Harry Cook has managed to express exactly how I feel about all this from a spiritual side. When people are on the journey from this world to the next, "light and the tunnel" seem to be common themes. For 15 years this poor woman could have been trapped in the "tunnel" with the light at the other end but no way to get to it because they won't let her go. I am a physician and unconscious people who "return" talk about this feeling of being trapped while they were unconscious, of alternating dark and light, fueled by a variety of medications which also promote hallucinations. If I were this poor woman and my family loved me they would joyfully let me go to the light so I can fulfill my "next mission."


Karen Morgan from Canton, New York, writes:

I sent an e-mail out this week with the direction to please "respong" to me as soon as possible. I like to think that I did this subconsciously. I enjoy your weekly "letters" enormously.
The message from Harry Cook was very helpful to me. I was beginning to think I was some sort of monster when I shared my feelings with others, as their look of horror and their response indicated they thought I was some sort of uncaring person. I can now be assured that my thoughts and feelings are neither cruel nor unchristian.


Royce Riley from Texas writes:

I'm a retired United Methodist minister. I'm in agreement with Harry Cook that this is nothing but a smoke screen. It takes the heat off of Tom DeLay for a few days; helps the Social Security issue to cool; keeps us from talking so much about Iraq. It is certainly a ploy to appease the right wing Christians and their pro-life position. I wondered why Bush could rush back to Washington to sign this bill when we had more people put to death in Texas prisons during his term than at any other time. Also, how can he sign that bill while he's sending thousands of young men and women to war and the threat of death?


Don George from Hattiesburg, Mississippi, writes:

There is a fundamental misconception about life that has dominated our thinking for over two thousand years. This is the belief that life consists of a body containing a "soul" which leaves when the body dies. Therefore, we must do all we can to keep the body "alive" as long as possible. The Oriental concept that we are primarily "souls" which periodically need to occupy physical bodies in order to function in a physical environment is a more reasonable view than our Western Christian idolatry of the body. When a body is no longer a viable vehicle, it is discarded so the "soul" can move on. They destroy the non-functional physical body with fire and release the "soul." We preserve and idealize the body.

In the case of Terri Schiavo, she has been forcibly kept in the "prison" of a body that is no longer viable. I can imagine Terri crying out for 15 years, "Let me go, let me go, I don't want to stay here," but nobody heard her. That is spiritual torture.

Linda Byrd, via the Internet, writes:
If I put myself in Terri Schiavo's place, what would I want? I've thought about it a lot since visiting the nursing homes as a lay Eucharistic visitor for my church. I don't want to be a forgotten person with no control over my life. With no children to "look after me in my old age" that's exactly what will happen.


Mervyn Scott of Oshawa, Ontario and Karen Scott of Bensheim, Germany write:

While we support some of Harry Cook's arguments, we find them problematic. Reports in the press and on TV have stated that Ms. Schiavo is neither brain dead nor on life support systems. Furthermore, we cannot justify starvation as a way to terminate her life.

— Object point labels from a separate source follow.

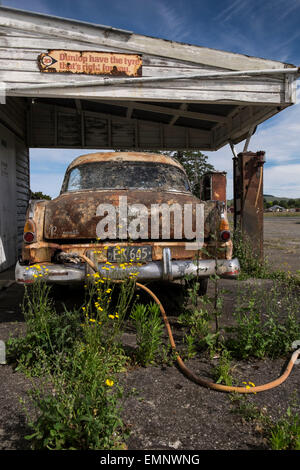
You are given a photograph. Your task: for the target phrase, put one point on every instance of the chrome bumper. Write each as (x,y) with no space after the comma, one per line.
(167,269)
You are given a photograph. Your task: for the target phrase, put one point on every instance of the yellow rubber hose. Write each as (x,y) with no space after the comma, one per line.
(188,373)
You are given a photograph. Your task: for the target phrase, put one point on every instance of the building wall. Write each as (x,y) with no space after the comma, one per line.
(14,180)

Brent Weinert, via the Internet, writes:

Thank you for this article. I am glad I am not alone. I am tired of being called anti-Christian for believing that this is the humane thing to do.


Rob Hirschman from Saginaw, Michigan, writes:

It felt so good to have someone tell the truth about this whole fiasco. The politicians that have involved themselves in this were shown to be first class hypocrites. Harry Cook's comments about God and our ability to understand God without any absolute proof were exactly what I have always felt.